Here is what I have tried so far:
• Eating plenty of food, with plenty of calories, because in our culture women learn that the ideal number of calories is zero and anything else is weakness/indulgence; and so sadness/despair can actually be hunger/malnourishment—an actual lack of the actual energy needed by the body/mind in order to function, let alone cope.
• Ice cream purchased/eaten in pints. Another lesson from our culture is that there is something intrinsically therapeutic about eating an entire pint of ice cream directly from the container. I am leaning right into that.
• Mugs of coffee, re-microwaved as many times as necessary to keep them nice and comfortingly hot on cold stressy hands.
• B-complex Stress, sure to help the situation in Afghanistan and the situations here at home.
• Flowers. It is not the glorious time of $2 bundles of daffodils, but the grocery store has $5 “here’s what we’ve got today” bouquets, and today it was one red rose, one pink gerbera daisy, a bunch of interesting lime-green button-looking things, one fern frond. Who even knows what is happening in North Korea, but a vase of flowers is not going to make things WORSE.
• Staying preventatively warm. When I get sad, I get chilly. When I am sad and chilly, I can’t get myself to move from where I’m sitting. All I need to do is walk to another part of the house and get a sweatshirt and some slippers! That would make things so much better! But no. I am too cold to move. I must stay miserable.

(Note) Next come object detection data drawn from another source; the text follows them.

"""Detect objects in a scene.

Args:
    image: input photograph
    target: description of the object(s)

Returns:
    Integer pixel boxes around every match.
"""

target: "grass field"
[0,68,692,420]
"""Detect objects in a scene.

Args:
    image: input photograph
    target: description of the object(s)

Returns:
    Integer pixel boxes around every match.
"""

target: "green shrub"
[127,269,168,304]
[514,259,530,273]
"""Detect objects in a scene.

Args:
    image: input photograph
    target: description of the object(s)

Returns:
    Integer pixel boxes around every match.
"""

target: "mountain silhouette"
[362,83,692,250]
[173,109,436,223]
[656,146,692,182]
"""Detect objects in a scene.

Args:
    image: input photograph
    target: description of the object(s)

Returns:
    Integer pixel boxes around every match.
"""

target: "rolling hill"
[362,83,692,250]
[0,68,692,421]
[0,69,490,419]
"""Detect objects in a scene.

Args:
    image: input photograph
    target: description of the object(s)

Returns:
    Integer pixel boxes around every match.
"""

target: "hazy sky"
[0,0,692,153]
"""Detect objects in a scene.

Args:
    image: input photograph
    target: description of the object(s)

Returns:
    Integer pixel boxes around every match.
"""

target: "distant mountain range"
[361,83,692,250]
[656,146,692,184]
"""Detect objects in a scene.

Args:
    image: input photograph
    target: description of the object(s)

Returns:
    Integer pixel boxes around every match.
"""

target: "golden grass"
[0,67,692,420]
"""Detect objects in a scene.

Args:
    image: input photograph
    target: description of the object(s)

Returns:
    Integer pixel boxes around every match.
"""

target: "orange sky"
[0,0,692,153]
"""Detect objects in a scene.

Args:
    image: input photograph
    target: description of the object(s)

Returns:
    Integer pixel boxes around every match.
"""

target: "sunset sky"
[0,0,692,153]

• Less time on Twitter, more time reading books in a rocking chair. But then I accidentally read a memoir about a young woman who was beaten and raped by one of her college professors over a period of several years, and how he was never prosecuted for that. So I need to refine this technique. I got out three fresh books: Anxious People by Fredrik Backman; Upright Women Wanted, by Sarah Gailey; and Even Better Brownies, by Mike Johnson.